La liberté d’expression est un droit humain fondamental reconnu par toutes les démocraties libérales. Mais celui-ci prend des formes différentes selon les traditions juridiques nationales, et il peut se trouver confronté à d’autres droits avec lesquels il entre en contradiction, comme la protection des individus contre la diffamation ou l’injure raciste, ou encore la protection de la vie privée. La liberté d’expression se décline aussi de façon spécifique dans les domaines de la science, de l’art et de la religion. Une approche internationale et pluridisciplinaire de son histoire, des formes qu’elle prend et des enjeux auxquels elle est confrontée, s’impose donc.
Le partenariat avec le Québec constitue une opportunité pour développer une telle approche comparée, par pays et par domaine.
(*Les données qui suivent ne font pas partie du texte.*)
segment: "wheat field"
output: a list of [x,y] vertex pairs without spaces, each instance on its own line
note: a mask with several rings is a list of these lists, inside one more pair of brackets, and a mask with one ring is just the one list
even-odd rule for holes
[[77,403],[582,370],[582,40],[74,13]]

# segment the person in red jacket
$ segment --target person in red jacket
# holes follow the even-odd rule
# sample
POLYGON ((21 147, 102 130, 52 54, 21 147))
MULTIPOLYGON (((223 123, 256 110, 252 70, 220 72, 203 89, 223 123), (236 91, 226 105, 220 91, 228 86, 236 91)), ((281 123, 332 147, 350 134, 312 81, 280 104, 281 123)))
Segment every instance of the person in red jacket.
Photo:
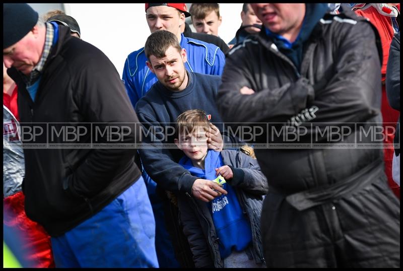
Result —
MULTIPOLYGON (((383 119, 383 126, 396 128, 396 122, 399 117, 399 112, 393 109, 389 104, 386 97, 385 79, 386 74, 386 63, 389 57, 390 43, 395 34, 399 31, 399 21, 397 17, 400 14, 399 4, 356 4, 353 10, 357 15, 369 19, 378 30, 381 38, 383 57, 382 61, 382 105, 381 111, 383 119)), ((390 130, 390 129, 389 129, 390 130)), ((393 193, 400 198, 400 187, 393 181, 392 178, 392 160, 393 156, 393 143, 394 133, 385 134, 384 143, 387 144, 384 149, 385 172, 387 176, 389 185, 393 193), (389 146, 389 147, 388 147, 389 146)))
POLYGON ((26 245, 27 259, 36 267, 54 267, 50 237, 43 228, 27 217, 25 197, 21 190, 24 175, 24 153, 18 133, 19 117, 17 86, 7 75, 3 63, 3 204, 7 226, 24 233, 21 237, 26 245))

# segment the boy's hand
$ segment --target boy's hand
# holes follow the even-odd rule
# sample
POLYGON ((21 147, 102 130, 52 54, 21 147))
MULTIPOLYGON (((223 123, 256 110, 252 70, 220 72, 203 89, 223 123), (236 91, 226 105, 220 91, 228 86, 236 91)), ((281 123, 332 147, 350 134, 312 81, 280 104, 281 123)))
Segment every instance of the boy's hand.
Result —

Elle est particulièrement intéressante dans ce cas en raison de l’histoire des échanges culturels entre nos deux pays, qui sont en même temps inscrits dans des configurations géopolitiques différentes : le Québec en raison de la proximité avec les États-Unis, la France en tant que membre de l’Union européenne. Ces configurations ont une incidence sur la manière dont les enjeux sont définis et perçus de part et d’autre, et cette chaire est l’occasion non seulement de faire un inventaire de ces écarts et d’en comprendre la signification profonde, mais aussi de mieux connaître et faire connaître les différentes manières de traiter ces problématiques.
Quels sont les objectifs et comment va fonctionner concrètement cette chaire collective ?
Le principal objectif côté français est de fédérer les travaux menés sur ces questions dans toutes les disciplines et de créer une synergie et une dynamique pour identifier les lacunes et impulser de nouvelles recherches.
La chaire s’organise en quatre axes, portés chacun par des co-titulaires français et québécois. Le premier axe, qui a un caractère transversal, porte sur la question de la régulation de la liberté d’expression en régime démocratique : quelles doivent en être les limites ? Par exemple, en France, elle est bornée par une loi interdisant le racisme et les discours de haine contre des personnes en raison de leurs origines ethniques, religieuses, de leur sexe ou de leur orientation sexuelle. Aux États-Unis, le principe de la liberté d’expression codifié au premier amendement l’emporte le plus souvent sur les tentatives de sanctionner les discours de haine. Au Canada, cette question est en débat. Mais partout les efforts de régulation d’Internet se heurtent à des obstacles.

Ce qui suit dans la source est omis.